This will affect any user with a high standard deviation in their application's response time.
Lets take an extreme case as an example: An application that has an average response time of 100ms, however 1% of the responses have a 3s response time. They have relatively small load and they only have 2 web dynos running. The admin thinks: We have this occasional slow response, but it should be fine. When one dyno is chewing on the 3s task, the other dyno will pick up the slack. Wrong.
With random routing, when one dyno is chewing on the slow task, 50% of the incoming requests are stacking up in that dyno's queue. The other dyno may be able to easily handle it's load, but half of your responses are still getting hit with 3s+ delays.

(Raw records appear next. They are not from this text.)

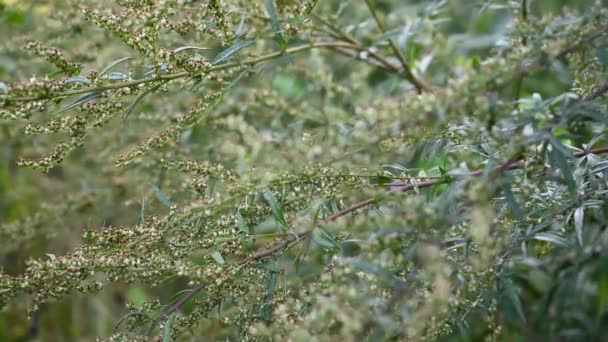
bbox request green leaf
[53,92,101,114]
[505,281,526,323]
[597,48,608,66]
[65,76,91,84]
[152,185,171,208]
[173,45,211,53]
[236,211,251,250]
[97,57,133,78]
[123,83,163,119]
[503,181,524,220]
[550,139,576,193]
[574,207,585,247]
[211,251,226,265]
[262,189,289,229]
[534,233,568,247]
[163,312,175,342]
[108,71,127,81]
[266,0,287,51]
[211,40,254,65]
[312,227,341,248]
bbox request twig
[365,0,431,93]
[147,146,608,335]
[3,41,365,102]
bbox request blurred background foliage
[0,0,608,341]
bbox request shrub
[0,0,608,341]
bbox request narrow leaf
[53,92,101,114]
[505,283,526,323]
[173,45,210,53]
[97,57,133,78]
[211,251,226,265]
[108,71,127,81]
[152,185,171,208]
[65,76,91,84]
[211,40,254,65]
[551,140,576,193]
[262,189,289,229]
[123,83,162,119]
[534,233,568,247]
[266,0,287,51]
[163,312,175,342]
[312,228,340,248]
[574,207,585,247]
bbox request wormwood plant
[0,0,608,341]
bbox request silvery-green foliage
[0,0,608,341]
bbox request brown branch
[147,146,608,335]
[583,83,608,101]
[365,0,431,93]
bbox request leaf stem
[365,0,431,93]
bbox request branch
[147,146,608,335]
[0,42,365,102]
[365,0,431,93]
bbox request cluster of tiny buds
[25,40,80,76]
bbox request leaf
[266,0,287,51]
[53,92,101,114]
[163,312,175,342]
[503,182,524,220]
[505,281,526,323]
[534,233,568,247]
[123,83,162,119]
[211,251,226,265]
[108,71,127,81]
[234,13,247,38]
[312,227,340,248]
[262,189,289,229]
[65,76,91,84]
[201,20,219,30]
[152,185,171,208]
[236,211,251,251]
[574,207,585,247]
[97,57,133,78]
[551,139,576,193]
[597,48,608,66]
[173,45,211,53]
[211,40,254,65]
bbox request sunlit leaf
[97,57,133,78]
[211,40,254,65]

This is an extreme example, but this is not a rare issue. As the admin, unless you know about this issue, you will be perplexed by the seemingly random slow response times your users will be reporting. You won't see the problem in your logs, or your New Relic performance reports, but your customers will notice.
As others have pointed out, a major selling point of Heroku is it is supposed to "just work." These sorts of issues are supposed to be intelligently handled by their super-slick infrastructure. In my opinion, this is a serious issue. The fact that this has been biting users for 3 years now and Heroku is only willing to address the problem after they get major bad press is disheartening.
I have always been impressed by Heroku, especially how they constantly step up, admit their mistakes, and appear to be as transparent as possible about how they will fix their issues. This situation is seriously disappointing.
I am sure this is a very difficult problem to solve at their scale, but this is really what we as customers are paying them to solve.